The Jackson Wheeler Poetry Reading Report

Friday, March 30, 2018

French Concrete One

Linda and I drove up to the Carnegie Arr Museum in Oxnard, California this past weekend for the reading with Vincent Mowry, a poet from Ojai who deserves to be much better known. The plan for the return trip was to stop by Linda’s sister house and relieve her of her care for Linda’s mother for a couple of days.

The reading went better than I ever could have expected. Almost 40 people showed up, which is over two dozen more than usually show up for readings in Los Angeles. I was especially grateful that several poets I knew as a youth showed up: Ricardo Means-Ybarra, Florence Weinberger, ellen, as well as their painter friend, Annie. The reading started with some earnest, intriguing work by a young poet, Sarah Krashefski, and then Marsha de la O introduced me with some very kind remarks.

I led off with “Big Band, Slow Dance,” and followed with “Why the Heart Does Not Develop Cancer”; I then read “The Eviction,” “Wrinkles,” “In the Ocean of Nothingness,” an untitled haiku that was recently published in Hummingbird, and a large section of “Scorpio in Transit,” which appeared in KYSO.
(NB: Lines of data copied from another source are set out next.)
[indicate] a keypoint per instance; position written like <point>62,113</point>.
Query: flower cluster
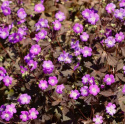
<point>65,57</point>
<point>31,114</point>
<point>91,16</point>
<point>110,109</point>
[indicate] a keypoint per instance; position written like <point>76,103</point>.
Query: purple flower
<point>39,8</point>
<point>57,25</point>
<point>74,94</point>
<point>77,51</point>
<point>11,108</point>
<point>48,67</point>
<point>122,3</point>
<point>33,113</point>
<point>43,84</point>
<point>21,31</point>
<point>93,18</point>
<point>7,80</point>
<point>74,44</point>
<point>41,34</point>
<point>110,7</point>
<point>15,37</point>
<point>92,81</point>
<point>60,88</point>
<point>109,79</point>
<point>75,67</point>
<point>98,119</point>
<point>24,99</point>
<point>119,37</point>
<point>6,115</point>
<point>38,27</point>
<point>85,79</point>
<point>123,89</point>
<point>110,41</point>
<point>60,16</point>
<point>28,57</point>
<point>124,69</point>
<point>4,33</point>
<point>5,4</point>
<point>65,57</point>
<point>78,28</point>
<point>6,10</point>
<point>94,89</point>
<point>35,49</point>
<point>84,91</point>
<point>32,64</point>
<point>110,109</point>
<point>43,23</point>
<point>53,80</point>
<point>24,116</point>
<point>23,69</point>
<point>2,108</point>
<point>86,51</point>
<point>42,1</point>
<point>119,13</point>
<point>21,13</point>
<point>2,71</point>
<point>108,32</point>
<point>86,13</point>
<point>84,37</point>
Vincent Mowry read several very fine poems, including one exquite poem that almost eerily served as a parallel vision to one of the poems I had read in the first half of the reading. I have almost never been combined with another poet in a reading whose work I don’t know ahead of time and found that we had much in common; somehow, though, it turned out that Vincent’s poetry had more in common with mine that either of us could ever have expected. His poem about a dream of swimming in the ocean took on the bleakness of Dickinson’s “without even a report of land / To justify despair” and broke through to another realm of vision, closer to that occasion she describes as being a vision of “morning’s nest.” Mowry’s poem about that vision was one of the best I have heard in recent years.

After the reading, neither Vincent nor I had any books for sale, so we mingled with the audience. The museum, though, made copies of Was I Asleep: New and Selected Poems by Jackson Wheeler available for purchase. The reading series is named in his honor, and he deserves it. Marsha read an extraordinary poem that Wheeler wrote about a visitation by his dead father, a World War II veteran, to his bedroom the night before leaving his Appalachian hometown. It’s as deeply moving and poignant as anything in Winesburg, Ohio. In other words, a classic poem. I have been reading Wheeler’s book since I returned, and certainly hope to review it by this summer.
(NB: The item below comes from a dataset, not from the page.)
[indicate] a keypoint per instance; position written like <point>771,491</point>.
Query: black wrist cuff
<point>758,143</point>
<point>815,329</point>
By chance, in Oxnard the next morning, we happened to meet one of Linda’s oldest friend, Vicki, who was having breakfast with her companion, who turned out to a manager for a concrete delivery company. I told him that I had always liked those trucks and like many very young boys thought about driving one of them when I grew up. I mentioned to him that such a truck had recently been in my neighborhood to pour concrete for a roundabout at the intersection where we live, and I had taken photographs of its massive cylinder. When I showed him the photographs, he said, “That’s my company,” which turns out to be owned by a French family. In fact, he explained, the three dots inside the triangle represent the three generations of the family’s commitment to the company.
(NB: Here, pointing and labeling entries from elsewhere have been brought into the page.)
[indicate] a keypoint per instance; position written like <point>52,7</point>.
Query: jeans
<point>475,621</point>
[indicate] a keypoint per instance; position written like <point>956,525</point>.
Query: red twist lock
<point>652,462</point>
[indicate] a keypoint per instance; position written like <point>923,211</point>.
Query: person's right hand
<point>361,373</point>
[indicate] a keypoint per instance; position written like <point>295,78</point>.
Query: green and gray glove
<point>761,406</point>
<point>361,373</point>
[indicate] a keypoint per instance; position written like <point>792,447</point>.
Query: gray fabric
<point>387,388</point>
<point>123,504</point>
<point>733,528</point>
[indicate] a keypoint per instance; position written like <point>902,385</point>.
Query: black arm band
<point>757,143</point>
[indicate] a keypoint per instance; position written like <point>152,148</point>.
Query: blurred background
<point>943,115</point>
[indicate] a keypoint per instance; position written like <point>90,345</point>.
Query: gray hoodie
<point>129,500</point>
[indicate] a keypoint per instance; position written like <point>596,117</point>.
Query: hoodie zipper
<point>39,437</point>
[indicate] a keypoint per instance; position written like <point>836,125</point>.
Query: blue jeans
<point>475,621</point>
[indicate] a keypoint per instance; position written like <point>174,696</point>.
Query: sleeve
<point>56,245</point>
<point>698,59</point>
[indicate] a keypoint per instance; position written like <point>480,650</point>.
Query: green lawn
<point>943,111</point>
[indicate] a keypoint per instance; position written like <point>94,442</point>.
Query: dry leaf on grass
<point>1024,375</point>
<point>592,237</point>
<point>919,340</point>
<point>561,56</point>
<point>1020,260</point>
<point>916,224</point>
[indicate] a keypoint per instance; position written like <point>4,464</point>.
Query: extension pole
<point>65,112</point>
As Darwin pointed out, the success of any individual in an evolutionary scheme can be gauged by whether its offspring have offspring. It’s as true in poetry as it is in concrete. Here is to the names of the poets I have invoked in my lifetime of work being written in concrete along with their solemnly joyful affirmations of our shared journey.

Once again, thanks to Marsha and Phil for being kind enough to include me in this series.